Kim, 15, from London, also started making her products whilst she was ‘bored in lockdown’. The name of her jewellery brand, clunkygems, hints at the duality that exists in her pieces, which combine both ‘repurposed and new elements’. They are at once shiny and other-wordly; mismatched and homespun. As such, Kim’s jewellery feels like a true product of the moment - the thriftiness of them speaks to the sustainable fashion revolution and Covid-enforced attitude of making the most, whilst the mess of wires and silver have a high-tech quality. At first glance, many of her pieces look as though they could be repurposed machines, albeit very beautiful ones.

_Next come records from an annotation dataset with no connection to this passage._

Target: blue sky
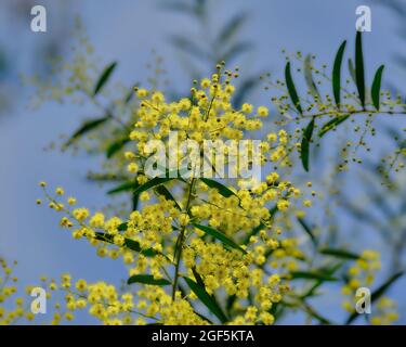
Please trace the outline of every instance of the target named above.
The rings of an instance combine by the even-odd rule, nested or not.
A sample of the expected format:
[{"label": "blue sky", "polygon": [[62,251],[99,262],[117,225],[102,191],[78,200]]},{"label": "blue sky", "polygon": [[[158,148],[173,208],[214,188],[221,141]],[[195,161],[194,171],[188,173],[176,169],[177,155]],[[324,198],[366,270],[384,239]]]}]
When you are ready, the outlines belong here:
[{"label": "blue sky", "polygon": [[[69,233],[58,228],[58,217],[54,213],[35,204],[36,198],[41,196],[38,188],[41,180],[47,180],[51,187],[63,185],[84,206],[96,209],[106,203],[105,192],[86,180],[87,170],[97,165],[96,159],[91,162],[83,154],[71,156],[43,151],[50,141],[57,140],[60,133],[75,130],[88,110],[68,104],[45,104],[38,111],[28,108],[28,97],[32,91],[17,81],[17,73],[35,73],[38,59],[42,59],[37,54],[38,48],[47,36],[64,33],[58,39],[62,44],[69,44],[69,37],[64,37],[65,30],[73,25],[73,15],[79,14],[96,54],[103,57],[103,64],[114,60],[120,62],[115,76],[117,79],[128,85],[134,79],[145,80],[145,64],[150,60],[150,50],[156,49],[165,56],[171,82],[182,90],[188,88],[189,81],[179,54],[168,42],[168,35],[185,30],[195,33],[196,26],[183,16],[159,10],[155,0],[49,0],[41,1],[49,12],[48,33],[34,34],[29,30],[29,13],[19,15],[18,24],[15,23],[12,2],[14,0],[3,0],[0,4],[0,49],[13,63],[8,79],[0,79],[12,100],[10,108],[0,113],[0,255],[6,259],[18,259],[17,274],[24,283],[35,283],[44,273],[57,277],[61,271],[90,281],[104,279],[118,283],[122,279],[121,273],[125,273],[120,264],[97,258],[86,243],[71,240]],[[36,4],[36,1],[25,2]],[[365,35],[367,76],[385,62],[389,63],[387,79],[402,86],[405,74],[393,63],[394,52],[405,52],[403,41],[395,34],[400,22],[392,12],[376,2],[215,2],[212,31],[232,13],[248,11],[251,15],[244,36],[252,40],[256,48],[238,61],[241,74],[262,68],[280,72],[285,64],[281,49],[314,52],[320,61],[330,63],[343,39],[350,40],[352,49],[355,9],[359,4],[369,4],[372,9],[372,31]],[[265,102],[267,97],[262,93],[254,101]],[[393,291],[401,303],[404,285],[403,280]],[[293,318],[290,322],[298,320]]]}]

There’s also a fantasy element present in Kim’s pieces. She describes how making them helps distract her from stress: a desire, or need, to escape that so many of us have felt in recent months. Via references to the otherworldly, like butterflies to hop onto the wings of or keys to unlock doors to another universe, Kim makes jewellery that helps transport their wearer to ‘a different place’. She’s not the only one. The cyberpunk genre is based on an alternate reality, almost-but-not-quite our own, and sits hand-in-hand with other retrofuturist and fantasy aesthetics like steampunk.

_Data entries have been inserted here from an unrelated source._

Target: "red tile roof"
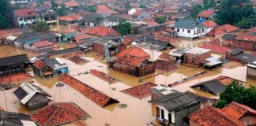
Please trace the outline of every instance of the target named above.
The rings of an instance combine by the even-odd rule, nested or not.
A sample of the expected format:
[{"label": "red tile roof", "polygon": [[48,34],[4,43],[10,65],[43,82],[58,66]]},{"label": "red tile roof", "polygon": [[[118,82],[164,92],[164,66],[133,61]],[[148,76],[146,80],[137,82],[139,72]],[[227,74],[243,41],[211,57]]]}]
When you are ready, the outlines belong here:
[{"label": "red tile roof", "polygon": [[81,35],[77,35],[73,37],[73,39],[76,40],[77,43],[80,43],[82,42],[84,39],[90,39],[92,36],[88,34],[81,34]]},{"label": "red tile roof", "polygon": [[141,58],[149,58],[150,55],[145,52],[143,50],[141,50],[139,47],[134,46],[134,47],[130,47],[126,50],[122,50],[120,53],[119,53],[116,57],[122,57],[125,55],[132,55]]},{"label": "red tile roof", "polygon": [[222,111],[235,120],[239,120],[243,116],[247,113],[256,115],[256,110],[235,102],[231,102],[227,106],[222,109]]},{"label": "red tile roof", "polygon": [[111,14],[116,14],[118,13],[116,11],[114,11],[111,9],[109,9],[107,6],[106,6],[105,5],[99,5],[97,6],[97,11],[96,13],[111,13]]},{"label": "red tile roof", "polygon": [[33,64],[33,66],[36,67],[38,69],[43,69],[47,65],[43,62],[42,61],[36,61]]},{"label": "red tile roof", "polygon": [[243,126],[237,120],[223,113],[220,109],[206,106],[190,115],[190,119],[201,126]]},{"label": "red tile roof", "polygon": [[66,2],[64,4],[67,7],[75,7],[80,6],[80,4],[77,2]]},{"label": "red tile roof", "polygon": [[235,38],[235,39],[241,40],[241,41],[255,42],[256,35],[255,35],[239,34],[239,35],[236,35],[236,37]]},{"label": "red tile roof", "polygon": [[140,67],[140,65],[143,63],[143,61],[145,61],[145,60],[146,60],[145,58],[142,58],[136,56],[125,55],[123,57],[116,59],[115,61],[116,63],[119,63],[122,65]]},{"label": "red tile roof", "polygon": [[54,45],[54,43],[48,41],[40,41],[40,42],[33,43],[33,46],[35,46],[36,48],[42,48],[42,47],[49,46],[52,45]]},{"label": "red tile roof", "polygon": [[86,120],[87,113],[72,102],[56,102],[30,113],[32,120],[41,126],[56,126]]},{"label": "red tile roof", "polygon": [[58,80],[73,87],[101,107],[105,107],[110,103],[119,102],[117,100],[111,98],[69,75],[61,75]]},{"label": "red tile roof", "polygon": [[97,36],[110,36],[119,35],[119,33],[117,31],[111,28],[103,26],[96,26],[92,28],[90,31],[88,32],[88,34]]},{"label": "red tile roof", "polygon": [[147,23],[149,26],[155,26],[159,24],[158,23],[150,19],[144,19],[142,21]]},{"label": "red tile roof", "polygon": [[203,25],[205,25],[207,28],[212,28],[212,27],[216,27],[218,26],[217,24],[216,24],[213,20],[206,20],[201,23]]},{"label": "red tile roof", "polygon": [[18,17],[35,17],[36,15],[34,9],[15,9],[14,13]]},{"label": "red tile roof", "polygon": [[17,83],[20,81],[24,81],[27,80],[31,80],[33,76],[29,73],[17,73],[9,76],[6,76],[0,78],[0,85],[6,85],[9,83]]},{"label": "red tile roof", "polygon": [[219,26],[217,28],[216,28],[216,29],[217,30],[222,30],[225,32],[237,32],[239,30],[240,30],[239,28],[237,27],[235,27],[233,25],[230,25],[230,24],[224,24],[224,25],[221,25],[221,26]]},{"label": "red tile roof", "polygon": [[203,10],[198,14],[198,17],[209,17],[215,13],[215,10]]},{"label": "red tile roof", "polygon": [[134,16],[139,16],[141,13],[143,13],[143,9],[138,9],[137,10],[133,15]]},{"label": "red tile roof", "polygon": [[220,45],[212,45],[212,44],[205,44],[201,46],[200,48],[211,50],[214,53],[226,54],[226,52],[232,50],[232,49],[222,46]]},{"label": "red tile roof", "polygon": [[80,18],[82,18],[79,14],[75,14],[75,15],[66,15],[63,17],[58,17],[58,20],[66,20],[66,21],[72,21],[72,20],[76,20]]}]

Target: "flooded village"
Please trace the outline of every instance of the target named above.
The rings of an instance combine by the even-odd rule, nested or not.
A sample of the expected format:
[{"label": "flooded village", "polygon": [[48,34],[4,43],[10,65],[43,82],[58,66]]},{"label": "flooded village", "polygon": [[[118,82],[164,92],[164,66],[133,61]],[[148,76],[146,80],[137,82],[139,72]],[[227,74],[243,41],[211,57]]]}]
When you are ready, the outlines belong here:
[{"label": "flooded village", "polygon": [[1,126],[256,125],[253,0],[4,1]]}]

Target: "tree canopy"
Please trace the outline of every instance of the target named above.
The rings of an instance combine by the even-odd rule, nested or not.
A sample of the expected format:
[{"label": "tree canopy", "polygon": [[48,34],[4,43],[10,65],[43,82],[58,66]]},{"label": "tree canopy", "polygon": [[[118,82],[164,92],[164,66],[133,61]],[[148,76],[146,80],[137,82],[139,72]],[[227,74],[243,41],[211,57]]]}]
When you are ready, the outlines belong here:
[{"label": "tree canopy", "polygon": [[166,21],[166,19],[164,17],[156,17],[155,21],[158,24],[164,24]]},{"label": "tree canopy", "polygon": [[126,20],[122,20],[118,25],[119,32],[122,35],[126,35],[130,32],[131,24]]},{"label": "tree canopy", "polygon": [[[250,0],[221,0],[218,6],[216,23],[219,24],[237,24],[244,18],[254,15],[253,6]],[[243,20],[243,24],[245,21]]]},{"label": "tree canopy", "polygon": [[50,30],[50,26],[45,21],[37,21],[32,29],[36,32],[43,32]]},{"label": "tree canopy", "polygon": [[222,109],[232,102],[236,102],[256,109],[256,87],[250,86],[245,88],[237,80],[233,80],[220,93],[220,100],[213,106]]}]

It’s no coincidence that we’re seeing the historical and fantastical (pirates and regencycore, fairies and witches) crop up in more ways than one. Take the upcycled regency-style corsets from ELLIE MISNER and slow-fashion fairy-wear from RHEABFUNKY. These are two other young British designers who have seen their sustainable businesses take off during lockdown, and it’s easy to see why. The sense of escapism their clothes provide is everything we need right now. If you can’t leave your house, why not let your clothes transport you to another world?

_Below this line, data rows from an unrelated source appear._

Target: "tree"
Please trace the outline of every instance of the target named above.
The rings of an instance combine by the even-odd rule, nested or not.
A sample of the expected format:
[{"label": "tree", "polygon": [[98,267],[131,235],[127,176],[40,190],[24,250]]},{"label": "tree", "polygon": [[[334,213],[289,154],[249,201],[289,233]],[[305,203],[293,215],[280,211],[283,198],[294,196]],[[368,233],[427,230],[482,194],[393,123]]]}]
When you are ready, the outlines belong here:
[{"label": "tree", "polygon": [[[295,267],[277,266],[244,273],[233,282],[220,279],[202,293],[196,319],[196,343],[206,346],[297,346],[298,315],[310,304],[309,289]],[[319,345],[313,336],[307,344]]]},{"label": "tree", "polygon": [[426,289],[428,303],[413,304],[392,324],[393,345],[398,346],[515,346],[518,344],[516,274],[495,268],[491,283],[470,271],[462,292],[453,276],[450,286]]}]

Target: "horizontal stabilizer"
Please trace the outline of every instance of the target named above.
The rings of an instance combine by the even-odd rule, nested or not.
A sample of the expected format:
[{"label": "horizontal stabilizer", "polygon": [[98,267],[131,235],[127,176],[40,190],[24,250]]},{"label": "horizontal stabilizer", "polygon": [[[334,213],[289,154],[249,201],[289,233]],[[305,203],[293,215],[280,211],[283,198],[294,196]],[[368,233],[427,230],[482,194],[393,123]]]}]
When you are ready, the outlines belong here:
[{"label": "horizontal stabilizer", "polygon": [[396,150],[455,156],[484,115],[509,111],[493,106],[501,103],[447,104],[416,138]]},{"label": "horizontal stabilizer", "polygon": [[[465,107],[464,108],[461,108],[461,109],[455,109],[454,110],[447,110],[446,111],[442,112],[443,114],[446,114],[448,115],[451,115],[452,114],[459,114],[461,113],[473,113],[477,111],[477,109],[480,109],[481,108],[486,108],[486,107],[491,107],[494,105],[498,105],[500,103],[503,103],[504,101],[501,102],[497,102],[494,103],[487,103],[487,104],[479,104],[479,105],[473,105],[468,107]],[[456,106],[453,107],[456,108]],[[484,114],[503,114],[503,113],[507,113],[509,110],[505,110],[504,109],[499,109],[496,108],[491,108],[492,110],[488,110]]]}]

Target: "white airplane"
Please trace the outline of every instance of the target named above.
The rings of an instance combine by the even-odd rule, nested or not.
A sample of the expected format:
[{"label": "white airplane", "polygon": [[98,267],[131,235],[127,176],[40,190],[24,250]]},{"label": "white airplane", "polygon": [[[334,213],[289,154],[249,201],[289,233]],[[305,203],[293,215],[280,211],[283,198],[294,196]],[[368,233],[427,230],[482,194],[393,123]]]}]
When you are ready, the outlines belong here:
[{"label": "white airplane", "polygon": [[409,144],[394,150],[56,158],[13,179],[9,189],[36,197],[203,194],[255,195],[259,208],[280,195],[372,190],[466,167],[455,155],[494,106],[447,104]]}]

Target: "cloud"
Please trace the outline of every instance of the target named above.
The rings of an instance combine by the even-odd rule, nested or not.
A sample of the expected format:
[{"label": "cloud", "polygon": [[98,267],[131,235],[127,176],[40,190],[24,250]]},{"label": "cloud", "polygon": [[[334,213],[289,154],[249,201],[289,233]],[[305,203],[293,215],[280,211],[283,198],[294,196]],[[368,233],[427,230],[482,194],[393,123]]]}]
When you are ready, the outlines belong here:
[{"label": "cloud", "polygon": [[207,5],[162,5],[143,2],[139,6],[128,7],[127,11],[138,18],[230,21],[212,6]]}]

But back down to earth for a moment. We couldn’t document the resurgence of the cyberpunk aesthetic without giving the Y2K renaissance its credit. Remember TLC’s 1999 video for No Scrubs? Destiny’s Child x Charlie’s Angels? Even good old Kylie Minogue? They all took cyberpunk style for a spin back in the early 00s, helping solidify the trends we’re seeing today. Chelsea, who hand-makes ‘Slow Fashion for the Bad Bs’ under her brand Sio, describes how noughties pop culture icons like these have been the main source of inspiration behind her neon-splashed corsets and rave-worthy patchworked pieces. Chelsea’s work and the broader noughties bug speaks to a nostalgia for the clothes we grew up watching, at a time when we ourselves were coming of age. But maybe it goes beyond that, too. Perhaps it is a nostalgia for those clothes at a very specific time, a time when we feel like we’re on the brink of something new. Back in the year 2000, the millennium saw ‘hopeful plans for the future and technological paranoia’ collide into a collective hysteria, with forward-looking clothes to match. Fast-forward 20 years and 2021 feels similar: the optimism of seeing the status quo challenged, combined with a communal anxiety at the pace of change. Y2K clothes reflected that mood, and our clothes today seem to regurgitate it.
Like many of these other new brands, the pieces Chelsea is designsing channels all the rave, fantasy and futurism of the cyberpunk spirit, both original and noughties. Except this time it’s different again. These clothes are reimagined for a new generation. They’re being made by the hands of young people, and in a way that doesn’t destroy our planet further. As these businesses continue to flourish, and summer comes around, here’s a bet that we’ll be seeing flocks of young people decked out in these independent brands, wearing outfits that reflect all the madness of this strange time we’re living through. Maybe it is then we’ll see these clothes for what they really are: clothes for a revolution.